Question

How do you find the vertex of $y = 2{x^2} - 4x$?

Answer 1

Hint: This problem deals with the conic sections. A conic section is a curve obtained as the intersection of the surface of a cone with a plane. There are three such types of conic sections which are, the parabola, the hyperbola and the ellipse. This problem is regarding one of those conic sections, which is a parabola.

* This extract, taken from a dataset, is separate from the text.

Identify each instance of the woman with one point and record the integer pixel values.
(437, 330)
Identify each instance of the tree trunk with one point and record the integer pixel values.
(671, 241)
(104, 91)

The general form of an equation of a parabola is given by ${x^2} = 4ay$.

Complete step-by-step answer:
The graph of the given parabola is shown below:

Now consider the given parabola equation $y = 2{x^2} - 4x$, writing this in its standard form as shown below:
If the parabola is given by $y = a{x^2} + bx + c$, then the x-coordinate of the vertex is given by:
$ \Rightarrow x = \dfrac{{ - b}}{{2a}}$
Here in the given parabola equation $y = 2{x^2} - 4x$, here $a = 2,b = - 4$ and $c = 0$.
Now finding the x-coordinate of the vertex:
$ \Rightarrow x = \dfrac{{ - \left( { - 4} \right)}}{{2\left( 2 \right)}}$
$ \Rightarrow x = 1$
Now to get the y-coordinate of the vertex of the parabola, substitute the value of $x = 1$, in the parabola equation, as shown below:
$ \Rightarrow y = 2{\left( 1 \right)^2} - 4\left( 1 \right)$
Simplifying the above equation, as given below:
$ \Rightarrow y = 2 - 4$
$\therefore y = 2$
So the vertex of the parabola $y = 2{x^2} - 4x$ is A, which is given by:
$ \Rightarrow A = \left( {1, - 2} \right)$
This parabola has its axis parallel to y-axis.

Final answer: The vertex of the parabola is $\left( {1, - 2} \right)$.

Note:
Please note that if the given parabola is ${x^2} = 4ay$, then the vertex of this parabola is the origin $\left( {0,0} \right)$, and there is no intercept for this parabola as there are no terms of x or y. If the equation of the parabola includes any terms of linear x or y, then the vertex of the parabola is not the origin, the vertex has to be found out by simplifying it into its particular standard form.